For the rest of the lecture, we will sketch the proof of the theorem that count reconstruction estimators will always fail for \(d \eta^2 < 1\) (the word sketch should be re-emphasized here). Informally, this says that if \(d \eta^2 < 1\), then we cannot reconstruct the character at the root better than random simply by looking at the count statistics on the leaves.

[Kesten-Stigum Theorem] If \(d \eta^2 < 1\), then the count vector \((c_1^{\ell}, \ldots, c_q^{\ell})\) satisfies a CLT that does not depend on the root, where \(c_i^{\ell}\) denotes the number of leaves at level \(\ell\) with color \(i\).

As a concrete example, we can use this CLT for the counts to give a CLT for our earlier count estimator \(S\). Let \(\psi(i) = e_1(i) – \frac{(1, \ldots, 1)}{q}\). Then we can see that \(y_v = \psi(x_v)\), and we can apply the Kesten-Stigum Theorem for \(S_{\ell} = \sum_{v \in L_{\ell}} y_v\).

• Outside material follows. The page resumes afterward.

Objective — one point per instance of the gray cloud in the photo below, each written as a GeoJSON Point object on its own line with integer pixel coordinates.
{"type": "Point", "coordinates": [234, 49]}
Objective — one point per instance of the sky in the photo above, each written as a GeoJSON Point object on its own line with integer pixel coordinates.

We now give a high level sketch of why the Kesten-Stigum theorem works for this sum. The idea is to use the right martingale. We consider
exposing one node of the tree at a time, and subtracting the “expected value” of the node given its parent to keep the exposed variables zero mean. More formally, define
\[ S_{\ell}’ = \sum_{v: |v| \leq \ell} (d \eta)^{-|v|}(y_v – \eta y_{\text{parent}(v)})\]
where \(|v|\) denotes the level of the vertex \(v\) in the tree (and \(y_{\text{parent}}(\text{root}) = 0\)). Note that \(\mathbb{E}\left[y_v | y_{\text{parent}(v)}\right] = \eta \cdot y_{\text{parent}(v)}\), so whenever we add a vertex to the sum, the expected value of the sum remains the same. By induction, it follows that when we add an entire level to the sum, it remains the same. Hence, we can conclude that

  1. \(S_{\ell}’\) is a martingale.
  2. \(S_{\ell}’ = \sum_{v: |v| = \ell} d^{- \ell} \eta^{- \ell} y_v\)

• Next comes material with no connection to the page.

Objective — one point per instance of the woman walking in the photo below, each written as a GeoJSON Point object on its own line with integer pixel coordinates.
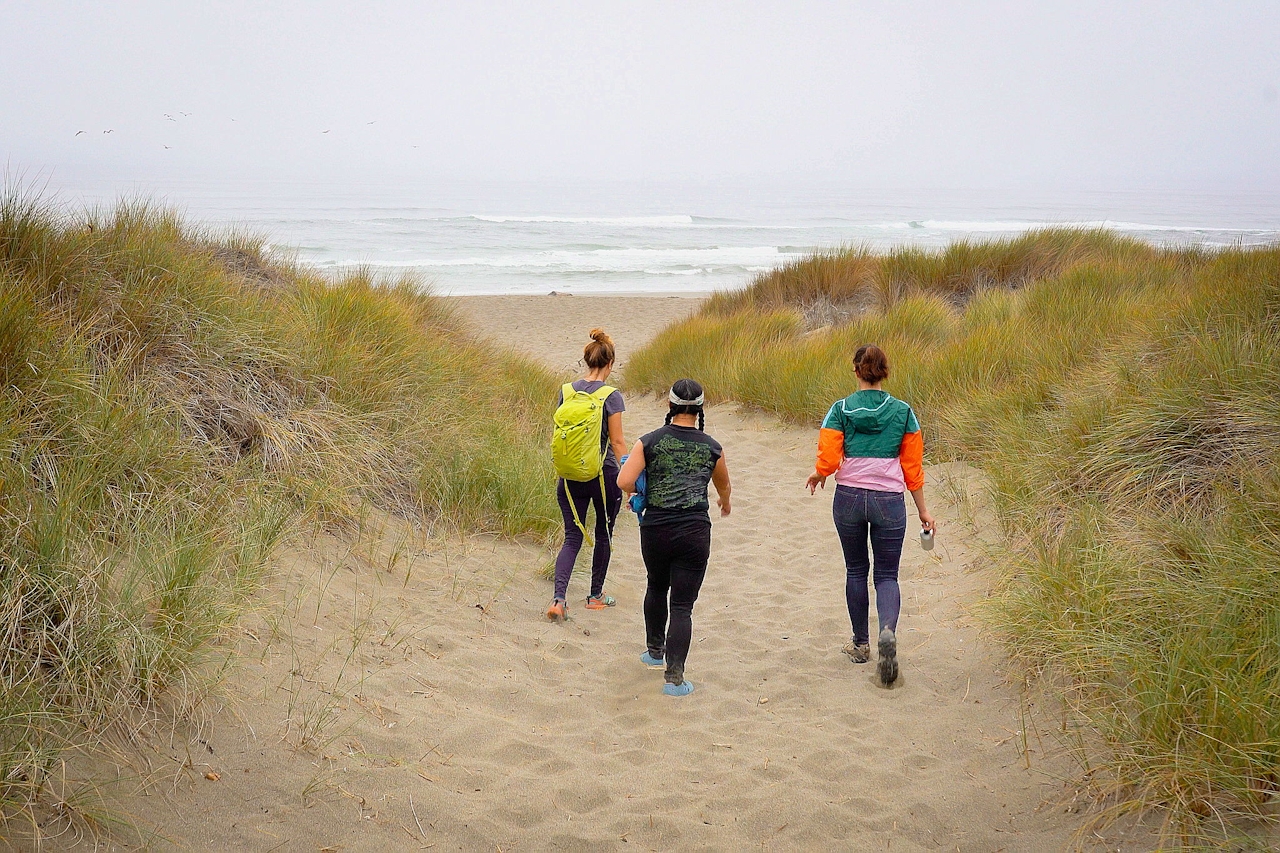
{"type": "Point", "coordinates": [677, 460]}
{"type": "Point", "coordinates": [602, 492]}
{"type": "Point", "coordinates": [872, 442]}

where the second item follows by induction and noting that the sum telescopes on adjacent levels. We know that \(S_0 = \sum_{v: |v| = 0} (d \eta)^{0} y_v\), so the claim holds for \(\ell = 0\). We now assume that \(S_{\ell}’ = \sum_{v: |v| = \ell} d^{- \ell} \eta^{- \ell} y_v\) and prove the statement for \(\ell + 1\).
S_{\ell + 1}’ &= \sum_{v: |v| \leq \ell+1} (d \eta)^{-|v|}(y_v – \eta y_{\text{parent}(v)}) \\
&= S_{\ell} + \sum_{v: |v| = \ell + 1}(d \eta)^{- \ell – 1}y_v – \sum_{v: |v| = \ell + 1} (d \eta)^{-\ell – 1} \eta y_{\text{parent}(v)} \\
&= S_{\ell} + \sum_{v: |v| = \ell + 1}(d \eta)^{- \ell – 1}y_v – \sum_{v: |v| = \ell} (d \eta)^{\ell} y_v \\
&= \sum_{v: |v| = \ell + 1}(d \eta)^{- \ell – 1}y_v
Now, we would like to appeal to a Martingale Central Limit Theorem to establish that \(S_{\ell}’\) satisfies a CLT that is independent from the root. Note that Azuma’s inequality would tell us that \(\lim_{\ell \to \infty} S_{\ell}’\) is highly concentrated around \(S_0\) if we knew that \(\sum\limits_{k=0}^{\infty} c_k^2 < \infty\), where the \(c_k\) denote the Martingale differences. In this case, the leaves would not satisfy a CLT independent of the root.
\sum_{\ell’ \leq \ell}(S_{\ell’} – S_{\ell’ – 1})^2
&\geq \sum_{\ell’ \leq \ell} d^{\ell’}(d \eta)^{- 2 \ell’} \Theta(1) \\
&= \Theta(1) \sum_{\ell’ \leq \ell} \left(\frac{1}{d\eta^2}\right)^{\ell’}
If \(d \eta^2 < 1\), this series diverges, which means that $c$ satisfies a CLT independent of the root. However, this is not quite enough; a CLT tells us a statement of the form \(\mathbb{P}[\sum X_i \in [a - c\sqrt{n}, a + c\sqrt{n}]]\), but just knowing that the counts are concentrated in an interval does not rule out the possibility of an estimator that can reconstruct the root from the parity of \(c_1^{\ell}\) (or similar functions that are not constrained by being in an interval). We note that it does not really make sense for any sane estimator to use the parity when trying to reconstruct the root, but we still have to rule it out! So we will additionally need a Local Central Limit Theorem, of the form

[Local CLT] Let \(X_i\) be iid integer valued and not supported on an arithmetic progression with stride \(\geq 2\). Then we have that
\[ \Pr\left[\sum\limits_{i=1}^n X_i = m\right] = \frac{1}{\sigma \sqrt{2 \pi}} \text{exp}\left(-\left(\frac{m – n\mu}{2 \sigma \sqrt{n}}\right)^2\right) + o(1/\sqrt{n})\]
where \(\sigma^2\) is the variance of \(X_i\) and \(\mu\) is the expectation.

The local CLT helps us rule out “parity-like” estimators that still only depend on the counts at the leaves.